During printing, I had so many images to work with that I thought it would be to my advantage to create a story image. I haven't successfully created a story since Self Portrait V and it is something that I wanted to maintain. So, I attempted to lay the negatives out on the paper and create a contact print of the images degrading on top of the image of the raven's more skeletal appearing form after it had just been carved. The first attempt was not successful, but I thought that it was very interesting and liked the look and the concept that perhaps there is more to the image that the viewer is not privy to.
But I also wanted to get the shot that I intended, which just called for a great deal more burning at the edges to get some information in the side panels.
But I was also still curious with the concept of creating a new landscape, a new form composed of smaller forms that make a new meaning and a new whole. I am not really that pleased with this image, as the ultimate representation becomes not only too literal, but also doesn't make a greater statement, which is becoming more important to me as I progress through the program and try to fine tune what it is that my project is ultimately going to be about.
After bringing the above images to class, it was suggested that I find some of the deteriorating images from the side panels and make full prints of them, as they are generally more intriguing than the carved image. The concept of the evolution of the raven into its different forms, rather than my intended form for it originally, became the more important value to be interpreting. I went back to the darkroom and printed anything that I thought had a greater meaning, or a specifically interesting visual statement. I liked the way that the wing of this one was somewhat separated from its body which still maintaining a kind of contiguity. Besides that, the wind had picked up and the thin, black sand that had been poured into the carved mold and turned it into a wispy trail indicative of movement or speed, as well as a reminder of the insubstantial and impermanent nature of all life.
I thought that this one had an interesting background, like the sort of swirling, mystical void that I always associate with the concept of walking towards the light.
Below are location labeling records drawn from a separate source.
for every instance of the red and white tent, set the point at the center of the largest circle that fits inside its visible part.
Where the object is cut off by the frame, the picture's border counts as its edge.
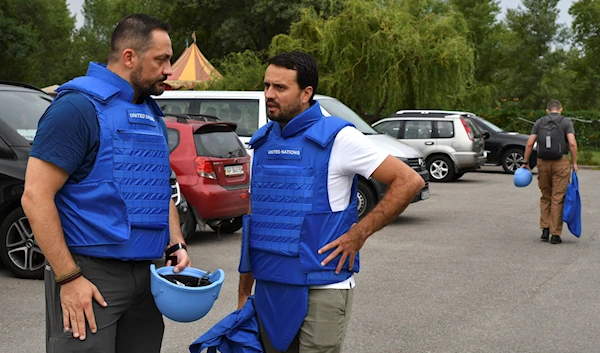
(191, 68)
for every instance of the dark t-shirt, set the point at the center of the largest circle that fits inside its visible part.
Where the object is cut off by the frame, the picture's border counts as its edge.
(566, 125)
(68, 135)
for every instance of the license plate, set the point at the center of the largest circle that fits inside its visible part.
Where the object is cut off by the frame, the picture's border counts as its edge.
(232, 170)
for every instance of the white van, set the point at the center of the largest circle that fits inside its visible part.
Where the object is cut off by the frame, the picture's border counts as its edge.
(248, 110)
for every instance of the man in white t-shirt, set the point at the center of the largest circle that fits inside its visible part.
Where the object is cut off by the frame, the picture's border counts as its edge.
(302, 237)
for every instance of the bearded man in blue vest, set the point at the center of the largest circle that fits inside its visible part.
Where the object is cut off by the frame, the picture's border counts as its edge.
(98, 198)
(301, 238)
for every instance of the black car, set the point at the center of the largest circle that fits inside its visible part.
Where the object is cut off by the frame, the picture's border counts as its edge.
(504, 148)
(21, 107)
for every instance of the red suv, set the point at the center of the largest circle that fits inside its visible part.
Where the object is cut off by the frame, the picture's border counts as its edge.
(213, 170)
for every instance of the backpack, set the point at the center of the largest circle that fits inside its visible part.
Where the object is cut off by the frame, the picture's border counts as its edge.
(551, 138)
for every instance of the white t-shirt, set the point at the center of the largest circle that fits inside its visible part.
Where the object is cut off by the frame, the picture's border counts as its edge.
(352, 153)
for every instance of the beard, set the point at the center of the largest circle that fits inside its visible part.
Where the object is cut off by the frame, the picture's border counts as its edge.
(145, 87)
(285, 114)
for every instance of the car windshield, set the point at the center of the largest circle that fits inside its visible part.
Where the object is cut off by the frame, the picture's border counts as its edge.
(489, 125)
(337, 108)
(23, 110)
(218, 141)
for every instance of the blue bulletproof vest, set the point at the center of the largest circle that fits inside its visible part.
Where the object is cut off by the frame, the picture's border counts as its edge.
(121, 209)
(291, 217)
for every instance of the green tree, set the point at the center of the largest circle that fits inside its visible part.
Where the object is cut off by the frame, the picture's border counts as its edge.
(486, 35)
(380, 56)
(35, 36)
(529, 47)
(584, 62)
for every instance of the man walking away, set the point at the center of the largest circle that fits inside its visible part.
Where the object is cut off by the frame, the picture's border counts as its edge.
(555, 137)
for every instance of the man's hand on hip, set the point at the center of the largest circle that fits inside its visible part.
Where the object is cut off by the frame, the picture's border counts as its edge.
(76, 302)
(348, 245)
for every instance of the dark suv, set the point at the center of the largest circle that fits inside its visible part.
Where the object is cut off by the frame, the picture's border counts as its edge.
(21, 106)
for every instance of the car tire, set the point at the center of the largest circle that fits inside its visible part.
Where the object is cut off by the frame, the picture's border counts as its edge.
(19, 251)
(440, 168)
(512, 159)
(188, 227)
(366, 199)
(229, 227)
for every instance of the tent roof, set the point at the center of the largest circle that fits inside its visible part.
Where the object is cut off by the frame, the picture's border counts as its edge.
(191, 68)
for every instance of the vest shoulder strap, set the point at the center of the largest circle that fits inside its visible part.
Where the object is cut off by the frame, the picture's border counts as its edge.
(259, 137)
(324, 131)
(96, 88)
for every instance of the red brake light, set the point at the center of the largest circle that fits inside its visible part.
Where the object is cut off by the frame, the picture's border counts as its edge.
(204, 168)
(467, 129)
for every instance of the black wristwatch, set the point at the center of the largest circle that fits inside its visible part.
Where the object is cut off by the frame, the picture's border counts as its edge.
(171, 250)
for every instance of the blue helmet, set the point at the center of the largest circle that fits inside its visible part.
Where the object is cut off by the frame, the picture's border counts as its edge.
(179, 301)
(522, 177)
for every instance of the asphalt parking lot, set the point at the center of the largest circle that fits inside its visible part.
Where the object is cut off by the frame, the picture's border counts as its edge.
(464, 271)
It seemed like a good place to start, to think about the afterlife, the movement and transition of the bird, of the spirit, of angels and demons. My classmates, upon looking at this image, found several other ravens in the murder of this one, something for him to follow wherever the vortex might lead.
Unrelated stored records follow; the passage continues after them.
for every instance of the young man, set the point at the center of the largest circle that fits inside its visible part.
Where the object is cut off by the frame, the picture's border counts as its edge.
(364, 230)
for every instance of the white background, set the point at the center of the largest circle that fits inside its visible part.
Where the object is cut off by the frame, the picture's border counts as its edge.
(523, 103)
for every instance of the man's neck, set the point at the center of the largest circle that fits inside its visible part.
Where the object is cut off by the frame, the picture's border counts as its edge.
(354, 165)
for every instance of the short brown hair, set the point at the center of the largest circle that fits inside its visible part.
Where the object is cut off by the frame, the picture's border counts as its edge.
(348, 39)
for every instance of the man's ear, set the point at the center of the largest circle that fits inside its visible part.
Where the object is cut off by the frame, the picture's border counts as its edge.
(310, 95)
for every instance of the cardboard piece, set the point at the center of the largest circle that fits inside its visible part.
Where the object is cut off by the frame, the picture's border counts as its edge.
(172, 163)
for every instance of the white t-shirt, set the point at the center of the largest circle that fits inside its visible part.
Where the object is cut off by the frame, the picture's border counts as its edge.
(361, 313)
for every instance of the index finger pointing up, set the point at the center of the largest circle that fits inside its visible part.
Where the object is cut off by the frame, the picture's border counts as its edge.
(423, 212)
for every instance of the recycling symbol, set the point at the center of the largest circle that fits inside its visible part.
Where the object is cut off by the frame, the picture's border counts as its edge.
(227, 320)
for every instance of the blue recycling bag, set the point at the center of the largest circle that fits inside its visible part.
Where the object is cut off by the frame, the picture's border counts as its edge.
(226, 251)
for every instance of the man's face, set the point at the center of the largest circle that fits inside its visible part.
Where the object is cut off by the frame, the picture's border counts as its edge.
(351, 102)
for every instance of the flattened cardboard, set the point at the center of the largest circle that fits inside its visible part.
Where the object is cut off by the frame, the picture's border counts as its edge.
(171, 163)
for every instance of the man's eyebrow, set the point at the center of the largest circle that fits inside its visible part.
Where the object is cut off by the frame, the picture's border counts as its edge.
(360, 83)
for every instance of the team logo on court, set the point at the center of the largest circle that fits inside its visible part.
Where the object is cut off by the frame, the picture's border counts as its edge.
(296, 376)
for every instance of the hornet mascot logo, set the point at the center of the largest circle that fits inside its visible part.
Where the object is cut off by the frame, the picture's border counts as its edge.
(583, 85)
I was encouraged after the second critique to try and print something lighter and with less substance, to really accentuate the black sand on the lighter, gray sand. To make a composition that was more thoroughly the clean expanse with the forms of the disintegrating ravens in place. With this one, I couldn't help but see the second raven, the one leading the way into the sky and out of the frame. I titled this, the final evolution of the series, I Will Follow.